[Biophp-dev] Pdraw filetype parser updated

S Clark biophp-dev@bioinformatics.org
Wed, 7 May 2003 23:52:04 -0600


On Wednesday 07 May 2003 10:31 pm, nicos@itsa.ucsf.edu wrote:
> I added the pdraw parser (there is a test file specific for this parser).
> Although I started with Sean's fasta parser, it changed quite a bit.  I
> guess I am simply more comfortable with this approach, and I think it
> will be easy to adapt the Genbank and Swissprot parsers using this
> approach.

What?  You deviated from my Sacred Style?  Blasphemy! :-)

Looks just fine to me, really.  Cool - I think we're onto an
overall winner for the general parsing system structure.

> Some questions/suggestions:
> - Can we rename the parser include file to delete the '_class' again?
> Those names get so long....

I've got no problem with that - appending "_class" is just a convention
I picked up on my own to distinguish files containing classes from those
containing e.g. random functions or regular scripts, but really I think
the existing .inc.php serves the same general purpose.  I say go for it.

One minor change we might think about doing soon is changing the class names 
slightly - the PEAR standards say that class names should always start with a
capital letter.  Not that we necessarily have to stick to that, but it might
be worth doing while there are relatively few classes to deal with.

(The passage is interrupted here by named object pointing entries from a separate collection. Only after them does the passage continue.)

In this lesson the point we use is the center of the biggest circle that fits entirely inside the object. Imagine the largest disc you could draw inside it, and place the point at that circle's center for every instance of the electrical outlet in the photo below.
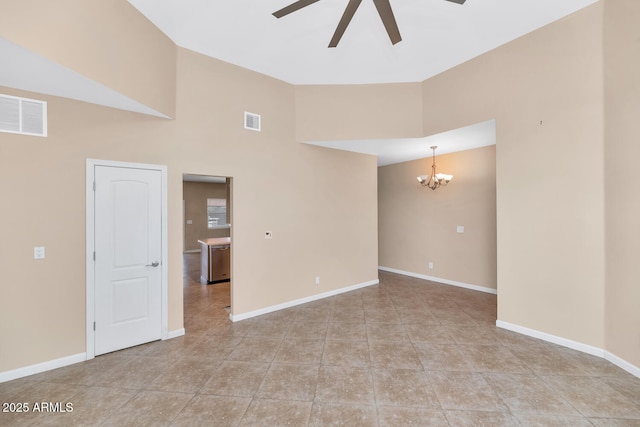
(38, 252)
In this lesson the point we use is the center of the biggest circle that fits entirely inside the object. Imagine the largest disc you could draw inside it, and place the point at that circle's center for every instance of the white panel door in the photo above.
(128, 249)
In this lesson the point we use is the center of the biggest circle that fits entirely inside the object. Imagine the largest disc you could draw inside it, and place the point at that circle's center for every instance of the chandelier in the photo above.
(435, 180)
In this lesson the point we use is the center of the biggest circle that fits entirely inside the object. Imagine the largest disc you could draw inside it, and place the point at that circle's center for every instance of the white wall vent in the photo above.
(252, 121)
(23, 116)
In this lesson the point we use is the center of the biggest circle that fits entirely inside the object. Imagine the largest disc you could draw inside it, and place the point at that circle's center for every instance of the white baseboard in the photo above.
(575, 345)
(42, 367)
(175, 334)
(622, 364)
(594, 351)
(439, 280)
(289, 304)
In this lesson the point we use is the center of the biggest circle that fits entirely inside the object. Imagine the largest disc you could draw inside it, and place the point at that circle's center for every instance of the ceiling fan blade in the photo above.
(344, 21)
(388, 19)
(293, 7)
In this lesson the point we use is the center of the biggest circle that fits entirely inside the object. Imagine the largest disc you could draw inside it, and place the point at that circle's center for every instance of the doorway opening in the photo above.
(207, 249)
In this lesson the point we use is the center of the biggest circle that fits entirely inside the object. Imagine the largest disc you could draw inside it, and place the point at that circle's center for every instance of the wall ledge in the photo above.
(575, 345)
(293, 303)
(440, 280)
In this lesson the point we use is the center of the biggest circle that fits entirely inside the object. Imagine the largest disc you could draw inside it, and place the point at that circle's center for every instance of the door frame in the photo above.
(90, 245)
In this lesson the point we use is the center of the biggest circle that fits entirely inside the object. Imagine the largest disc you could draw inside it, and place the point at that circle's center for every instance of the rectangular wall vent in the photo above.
(252, 121)
(23, 116)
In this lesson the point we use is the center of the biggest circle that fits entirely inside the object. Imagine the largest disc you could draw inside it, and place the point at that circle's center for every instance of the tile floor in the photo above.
(405, 352)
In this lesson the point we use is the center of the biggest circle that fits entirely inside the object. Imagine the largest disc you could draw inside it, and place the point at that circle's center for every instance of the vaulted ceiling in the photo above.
(436, 35)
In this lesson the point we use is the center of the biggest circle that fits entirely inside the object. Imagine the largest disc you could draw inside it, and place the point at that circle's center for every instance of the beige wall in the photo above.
(357, 112)
(195, 196)
(545, 91)
(320, 204)
(622, 151)
(108, 41)
(417, 225)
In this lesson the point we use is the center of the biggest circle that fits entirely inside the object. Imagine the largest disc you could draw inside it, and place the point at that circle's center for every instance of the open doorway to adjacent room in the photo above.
(207, 230)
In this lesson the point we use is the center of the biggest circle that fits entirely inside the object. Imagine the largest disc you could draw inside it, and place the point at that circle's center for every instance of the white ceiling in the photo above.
(390, 151)
(437, 35)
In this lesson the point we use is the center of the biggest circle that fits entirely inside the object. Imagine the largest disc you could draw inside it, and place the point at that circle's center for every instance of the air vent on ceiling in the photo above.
(252, 121)
(23, 116)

> - Can we pass the data to the parsers by reference?  That can save quiute
> a bit of copying (need to remove that unset command in the parse
> constructor)

Hmmm, don't see why not.  That'd reduce peak memory usage a bit further, 
and slightly improve readability while it's at it.  Works for me.

> - Do we need to thinnk about closing files? 

Also a good idea, I think.

I'll go back and implement get-by-reference and "close the file handle if
there is one when you hit the last record" in the Fasta and Clustal parsers
and commit them tomorrow morning.